Pourtant, c’est sur la Face B que l’album atteint son statut de chef d’oeuvre total. « Cantaloupe Island » d’abord. Morceau archi connu mais proprement miraculeux dans sa forme originelle qu’on découvre ici. Deux mélodies parfaites se chevauchent : La première, magnétique et ensorcelante est promulguée par un piano anguleux, saccadé, hypnotique. La seconde, lumineuse et perçante, est poussée par le cornet fantasque d’un Hubbard en transe. Ce doux ballet que se livrent ici nos deux lascars nous évoque ces îles fantasmées que le titre de l’album semble suggérer… Plages de sable blanc, nature sauvage, nuits de pleine lune mystiques, vent salin… C’est fou à quel point une composition purement instrumentale peut autant nous parler ; nous faire « voir ».
Et pour finir, « The Egg », c’est LE truc ultime du disque.
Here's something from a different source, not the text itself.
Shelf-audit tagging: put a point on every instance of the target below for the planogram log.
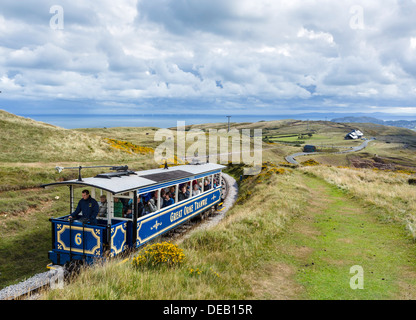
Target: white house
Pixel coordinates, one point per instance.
(354, 134)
Le moment le plus avant-gardiste et free de la galette. Un 14 minutes en apesanteur dans une musique hautement fertile, progressive, nébuleuse, crépusculaire… Ce piano répétitif en ouverture (à la rythmique quasi Kraut-Rock… si si, j’vous jure !), supporté par une batterie ultra minimaliste et à contre sens de tout ce qu’on a entendu jusqu’à lors… Puis, petit à petit, ça se transforme en quelque chose de grandiose et de féérique. Les conventions fichent le camp. On ne sait plus si on est chez les Jazzeux ou chez les Classiqueux Contemporains… On est un peu ici et un peu là-bas, en même temps. Les muzikos se lâchent totalement, improvisent, définissent à leur manière cet hybride nouveau genre. Quelque chose cherche à naître sous nos oreilles ébahis. Et bordel que c’est beau. La contrebasse semble se permuter en violoncelle, la batterie s’enflamme et devient magma, le piano devient volatil, dépersonnalisé, transfiguré… Puis après ce long moment d’égarement cosmique, il reprend le thème narcotique du début… puis la piste se perd dans les méandres de la nuit, alors que le fade out nous extirpe peu à peu d’un périple assez subjuguant merci.
Un Herbie Hancock magistral. Le plus important et le meilleur de sa période Blue Note.